Acheson Kyle, Kirrander Adam
EaStCHEM, School of Chemistry and Centre for Science at Extreme Conditions, University of Edinburgh, David Brewster Road, Edinburgh EH9 3FJ, U.K.
Department of Chemistry, University of Warwick, Coventry CV4 7AL, U.K.
J Chem Theory Comput. 2023 Sep 26;19(18):6126-6138. doi: 10.1021/acs.jctc.3c00776. Epub 2023 Sep 13.
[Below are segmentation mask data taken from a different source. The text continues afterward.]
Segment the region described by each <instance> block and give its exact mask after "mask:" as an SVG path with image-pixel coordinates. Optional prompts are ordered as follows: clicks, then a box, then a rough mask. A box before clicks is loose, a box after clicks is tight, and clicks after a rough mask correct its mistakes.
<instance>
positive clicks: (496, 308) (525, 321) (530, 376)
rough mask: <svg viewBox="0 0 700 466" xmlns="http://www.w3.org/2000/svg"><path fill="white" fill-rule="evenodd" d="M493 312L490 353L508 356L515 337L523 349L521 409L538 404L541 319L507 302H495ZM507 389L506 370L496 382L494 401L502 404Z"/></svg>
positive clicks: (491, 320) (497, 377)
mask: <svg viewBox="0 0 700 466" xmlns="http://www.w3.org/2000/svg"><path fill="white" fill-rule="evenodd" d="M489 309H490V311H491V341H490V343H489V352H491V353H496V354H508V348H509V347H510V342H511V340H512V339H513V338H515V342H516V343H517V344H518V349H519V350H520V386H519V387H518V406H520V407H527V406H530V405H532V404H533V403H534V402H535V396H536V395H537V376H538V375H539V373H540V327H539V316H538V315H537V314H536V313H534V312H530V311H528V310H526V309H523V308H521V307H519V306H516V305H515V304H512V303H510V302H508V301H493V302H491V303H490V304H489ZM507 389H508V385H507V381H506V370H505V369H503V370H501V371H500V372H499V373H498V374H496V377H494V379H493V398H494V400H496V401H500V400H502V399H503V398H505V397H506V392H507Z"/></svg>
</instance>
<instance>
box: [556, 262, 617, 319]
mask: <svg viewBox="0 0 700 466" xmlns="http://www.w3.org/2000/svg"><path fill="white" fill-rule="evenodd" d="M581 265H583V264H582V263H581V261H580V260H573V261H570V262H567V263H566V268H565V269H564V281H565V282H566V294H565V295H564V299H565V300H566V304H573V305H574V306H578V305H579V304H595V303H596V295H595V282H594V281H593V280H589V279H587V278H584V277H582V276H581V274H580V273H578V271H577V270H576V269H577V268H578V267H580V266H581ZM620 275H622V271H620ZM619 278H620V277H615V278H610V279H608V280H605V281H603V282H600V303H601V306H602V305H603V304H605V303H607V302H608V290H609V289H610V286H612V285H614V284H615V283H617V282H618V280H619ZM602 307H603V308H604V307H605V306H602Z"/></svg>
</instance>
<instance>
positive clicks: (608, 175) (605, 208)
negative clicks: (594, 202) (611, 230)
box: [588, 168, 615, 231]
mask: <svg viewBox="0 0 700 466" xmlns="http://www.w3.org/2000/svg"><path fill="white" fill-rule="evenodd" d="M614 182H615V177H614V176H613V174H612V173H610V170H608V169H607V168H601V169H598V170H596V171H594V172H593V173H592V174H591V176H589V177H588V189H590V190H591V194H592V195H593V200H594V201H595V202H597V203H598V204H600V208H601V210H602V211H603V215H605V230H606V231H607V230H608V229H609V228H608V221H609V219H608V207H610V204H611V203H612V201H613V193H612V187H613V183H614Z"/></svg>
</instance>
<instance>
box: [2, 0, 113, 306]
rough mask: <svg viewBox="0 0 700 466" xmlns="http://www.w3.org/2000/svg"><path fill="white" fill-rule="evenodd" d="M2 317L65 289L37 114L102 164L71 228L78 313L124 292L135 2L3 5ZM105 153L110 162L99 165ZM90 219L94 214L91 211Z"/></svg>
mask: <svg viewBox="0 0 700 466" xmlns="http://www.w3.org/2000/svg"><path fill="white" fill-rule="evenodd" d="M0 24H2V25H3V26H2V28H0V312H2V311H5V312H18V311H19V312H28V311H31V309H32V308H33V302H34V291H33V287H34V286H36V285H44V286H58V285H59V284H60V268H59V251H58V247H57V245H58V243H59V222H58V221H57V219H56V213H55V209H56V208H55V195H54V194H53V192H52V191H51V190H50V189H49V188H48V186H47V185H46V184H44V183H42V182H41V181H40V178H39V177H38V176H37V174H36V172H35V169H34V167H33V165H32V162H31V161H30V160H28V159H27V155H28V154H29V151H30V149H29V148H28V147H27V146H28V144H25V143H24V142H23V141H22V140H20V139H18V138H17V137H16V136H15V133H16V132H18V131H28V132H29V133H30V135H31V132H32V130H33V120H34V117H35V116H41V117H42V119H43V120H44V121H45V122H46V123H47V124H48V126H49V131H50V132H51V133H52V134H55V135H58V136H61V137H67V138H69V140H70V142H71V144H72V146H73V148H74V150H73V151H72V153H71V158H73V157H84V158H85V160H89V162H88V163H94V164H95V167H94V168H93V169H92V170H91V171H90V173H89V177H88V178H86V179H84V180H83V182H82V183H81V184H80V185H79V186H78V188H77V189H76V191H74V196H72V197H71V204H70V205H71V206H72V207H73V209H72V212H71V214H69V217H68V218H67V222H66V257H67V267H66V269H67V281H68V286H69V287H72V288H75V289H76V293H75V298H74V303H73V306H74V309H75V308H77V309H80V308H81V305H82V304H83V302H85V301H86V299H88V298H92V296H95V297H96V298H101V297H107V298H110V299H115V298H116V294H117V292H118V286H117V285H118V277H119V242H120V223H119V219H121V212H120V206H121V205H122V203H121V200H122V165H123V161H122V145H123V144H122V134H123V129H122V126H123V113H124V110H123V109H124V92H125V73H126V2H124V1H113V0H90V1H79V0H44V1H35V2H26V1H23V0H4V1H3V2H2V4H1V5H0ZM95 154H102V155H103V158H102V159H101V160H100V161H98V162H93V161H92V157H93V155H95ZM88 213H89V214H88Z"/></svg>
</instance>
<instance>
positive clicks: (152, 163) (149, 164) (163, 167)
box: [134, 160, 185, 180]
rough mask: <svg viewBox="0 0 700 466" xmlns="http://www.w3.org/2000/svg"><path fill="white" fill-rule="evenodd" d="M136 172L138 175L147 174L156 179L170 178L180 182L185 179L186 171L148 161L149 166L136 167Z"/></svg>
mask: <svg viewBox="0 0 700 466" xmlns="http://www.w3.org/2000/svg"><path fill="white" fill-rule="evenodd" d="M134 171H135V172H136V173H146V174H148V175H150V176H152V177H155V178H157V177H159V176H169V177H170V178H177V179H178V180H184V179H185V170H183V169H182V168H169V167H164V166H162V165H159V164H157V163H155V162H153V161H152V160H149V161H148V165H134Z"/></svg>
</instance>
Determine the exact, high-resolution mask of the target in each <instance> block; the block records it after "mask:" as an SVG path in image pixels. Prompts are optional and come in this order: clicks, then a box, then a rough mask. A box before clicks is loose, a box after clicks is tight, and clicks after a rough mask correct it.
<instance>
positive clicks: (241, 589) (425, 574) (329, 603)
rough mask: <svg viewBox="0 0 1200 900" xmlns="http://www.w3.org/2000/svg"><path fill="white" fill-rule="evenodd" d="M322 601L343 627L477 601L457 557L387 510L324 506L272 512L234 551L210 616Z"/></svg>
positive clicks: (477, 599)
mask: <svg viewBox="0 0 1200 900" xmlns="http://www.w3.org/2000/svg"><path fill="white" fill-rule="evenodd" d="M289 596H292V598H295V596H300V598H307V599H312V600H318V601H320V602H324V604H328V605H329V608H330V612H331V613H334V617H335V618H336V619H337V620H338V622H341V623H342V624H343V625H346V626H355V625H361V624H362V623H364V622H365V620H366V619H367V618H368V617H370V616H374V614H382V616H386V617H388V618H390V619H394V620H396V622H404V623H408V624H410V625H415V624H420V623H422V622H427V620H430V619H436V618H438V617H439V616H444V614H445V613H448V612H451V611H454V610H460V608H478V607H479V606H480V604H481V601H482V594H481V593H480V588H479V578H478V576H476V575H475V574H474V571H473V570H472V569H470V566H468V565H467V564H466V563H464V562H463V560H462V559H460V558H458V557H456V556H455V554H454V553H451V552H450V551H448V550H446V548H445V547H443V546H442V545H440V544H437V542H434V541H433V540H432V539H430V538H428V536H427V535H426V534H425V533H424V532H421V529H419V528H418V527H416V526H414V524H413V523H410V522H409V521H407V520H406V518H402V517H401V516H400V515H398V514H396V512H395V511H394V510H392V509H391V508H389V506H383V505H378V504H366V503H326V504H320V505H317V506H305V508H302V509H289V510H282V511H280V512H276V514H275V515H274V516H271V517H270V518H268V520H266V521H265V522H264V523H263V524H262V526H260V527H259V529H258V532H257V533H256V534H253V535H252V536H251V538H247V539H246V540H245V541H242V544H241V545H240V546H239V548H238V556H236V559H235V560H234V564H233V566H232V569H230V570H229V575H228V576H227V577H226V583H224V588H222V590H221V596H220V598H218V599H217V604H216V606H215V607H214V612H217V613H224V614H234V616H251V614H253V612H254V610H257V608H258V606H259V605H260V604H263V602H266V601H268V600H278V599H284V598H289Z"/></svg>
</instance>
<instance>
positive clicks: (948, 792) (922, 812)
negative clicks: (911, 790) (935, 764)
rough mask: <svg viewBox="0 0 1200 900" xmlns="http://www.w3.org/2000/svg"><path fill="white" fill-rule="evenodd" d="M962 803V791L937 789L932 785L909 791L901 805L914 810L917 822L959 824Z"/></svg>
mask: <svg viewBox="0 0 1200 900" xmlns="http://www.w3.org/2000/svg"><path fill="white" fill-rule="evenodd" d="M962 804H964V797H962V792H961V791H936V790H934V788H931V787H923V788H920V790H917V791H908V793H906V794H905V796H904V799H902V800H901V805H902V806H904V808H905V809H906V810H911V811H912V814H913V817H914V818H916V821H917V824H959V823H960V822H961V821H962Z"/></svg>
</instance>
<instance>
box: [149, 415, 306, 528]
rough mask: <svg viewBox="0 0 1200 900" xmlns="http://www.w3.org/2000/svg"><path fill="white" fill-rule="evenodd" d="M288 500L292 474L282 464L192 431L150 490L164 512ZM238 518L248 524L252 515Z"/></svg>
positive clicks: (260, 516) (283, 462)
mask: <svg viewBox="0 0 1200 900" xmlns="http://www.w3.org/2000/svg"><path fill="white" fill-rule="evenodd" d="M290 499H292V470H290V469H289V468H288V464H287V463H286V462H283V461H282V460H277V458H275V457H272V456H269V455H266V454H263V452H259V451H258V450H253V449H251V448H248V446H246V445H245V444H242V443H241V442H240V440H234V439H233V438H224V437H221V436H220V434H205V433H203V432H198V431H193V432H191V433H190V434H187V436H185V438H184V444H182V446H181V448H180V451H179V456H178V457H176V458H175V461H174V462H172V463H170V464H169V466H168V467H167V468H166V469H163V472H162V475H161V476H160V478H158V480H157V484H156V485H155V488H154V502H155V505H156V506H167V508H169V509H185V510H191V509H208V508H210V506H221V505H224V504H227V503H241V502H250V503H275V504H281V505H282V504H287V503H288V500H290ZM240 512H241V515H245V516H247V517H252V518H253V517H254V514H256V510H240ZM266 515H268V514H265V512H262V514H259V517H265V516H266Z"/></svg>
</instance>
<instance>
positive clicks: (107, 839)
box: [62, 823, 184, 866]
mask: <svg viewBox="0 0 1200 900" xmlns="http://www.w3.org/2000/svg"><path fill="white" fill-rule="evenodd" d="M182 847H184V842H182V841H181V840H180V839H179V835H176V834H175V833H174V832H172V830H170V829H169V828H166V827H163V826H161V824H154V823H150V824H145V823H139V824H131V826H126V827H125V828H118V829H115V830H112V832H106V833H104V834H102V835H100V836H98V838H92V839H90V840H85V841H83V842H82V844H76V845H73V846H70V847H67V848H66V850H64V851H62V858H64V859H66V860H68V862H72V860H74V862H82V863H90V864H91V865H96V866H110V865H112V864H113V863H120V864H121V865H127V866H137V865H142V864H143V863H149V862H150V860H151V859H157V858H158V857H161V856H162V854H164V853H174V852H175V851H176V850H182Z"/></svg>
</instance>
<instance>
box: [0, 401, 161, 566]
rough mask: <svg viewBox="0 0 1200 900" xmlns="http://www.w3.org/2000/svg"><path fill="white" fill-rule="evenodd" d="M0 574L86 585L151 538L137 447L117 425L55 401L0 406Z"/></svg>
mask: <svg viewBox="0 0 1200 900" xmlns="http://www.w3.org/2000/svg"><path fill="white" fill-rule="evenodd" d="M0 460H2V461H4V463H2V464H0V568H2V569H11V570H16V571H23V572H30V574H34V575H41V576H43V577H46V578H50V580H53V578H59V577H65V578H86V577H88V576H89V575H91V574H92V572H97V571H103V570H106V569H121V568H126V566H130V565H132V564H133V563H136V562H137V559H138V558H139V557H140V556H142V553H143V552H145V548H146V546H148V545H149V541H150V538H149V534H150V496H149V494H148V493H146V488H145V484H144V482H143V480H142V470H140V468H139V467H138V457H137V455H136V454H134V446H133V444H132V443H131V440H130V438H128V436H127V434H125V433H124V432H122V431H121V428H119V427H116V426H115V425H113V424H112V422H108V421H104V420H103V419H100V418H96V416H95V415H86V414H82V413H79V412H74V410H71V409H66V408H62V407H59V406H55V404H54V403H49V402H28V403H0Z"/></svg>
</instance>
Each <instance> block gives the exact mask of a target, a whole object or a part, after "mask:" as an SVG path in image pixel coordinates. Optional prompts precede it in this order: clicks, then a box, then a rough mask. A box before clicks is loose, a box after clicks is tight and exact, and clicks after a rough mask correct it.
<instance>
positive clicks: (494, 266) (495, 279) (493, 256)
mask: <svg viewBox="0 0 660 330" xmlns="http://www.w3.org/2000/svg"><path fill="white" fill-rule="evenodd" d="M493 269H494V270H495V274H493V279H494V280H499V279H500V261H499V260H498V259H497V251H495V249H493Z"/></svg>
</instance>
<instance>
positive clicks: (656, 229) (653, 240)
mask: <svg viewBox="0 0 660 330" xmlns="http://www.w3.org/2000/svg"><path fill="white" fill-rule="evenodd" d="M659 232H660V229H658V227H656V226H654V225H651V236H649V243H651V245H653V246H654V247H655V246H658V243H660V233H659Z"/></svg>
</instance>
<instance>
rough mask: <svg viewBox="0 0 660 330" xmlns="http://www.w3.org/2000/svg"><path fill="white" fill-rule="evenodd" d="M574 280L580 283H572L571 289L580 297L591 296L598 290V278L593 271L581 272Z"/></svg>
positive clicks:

We introduce automatic clustering as a computationally efficient tool for classifying and interpreting trajectories from simulations of photo-excited dynamics. Trajectories are treated as time-series data, with the features for clustering selected by variance mapping of normalized data. The L-norm and dynamic time warping are proposed as suitable similarity measures for calculating the distance matrices, and these are clustered using the unsupervised density-based DBSCAN algorithm. The silhouette coefficient and the number of trajectories classified as noise are used as quality measures for the clustering. The ability of clustering to provide rapid overview of large and complex trajectory data sets, and its utility for extracting chemical and physical insight, is demonstrated on trajectories corresponding to the photochemical ring-opening reaction of 1,3-cyclohexadiene, noting that the clustering can be used to generate reduced dimensionality representations in an unbiased manner.
我们引入自动聚类作为一种计算效率高的工具,用于对光激发动力学模拟中的轨迹进行分类和解释。轨迹被视为时间序列数据,通过对归一化数据进行方差映射来选择用于聚类的特征。提出使用L范数和动态时间规整作为计算距离矩阵的合适相似性度量,并使用基于密度的无监督DBSCAN算法对其进行聚类。轮廓系数和被分类为噪声的轨迹数量被用作聚类的质量度量。在与1,3-环己二烯光化学开环反应相对应的轨迹上,展示了聚类提供对大型复杂轨迹数据集快速概述的能力,以及其用于提取化学和物理见解的效用,同时指出聚类可用于以无偏的方式生成降维表示。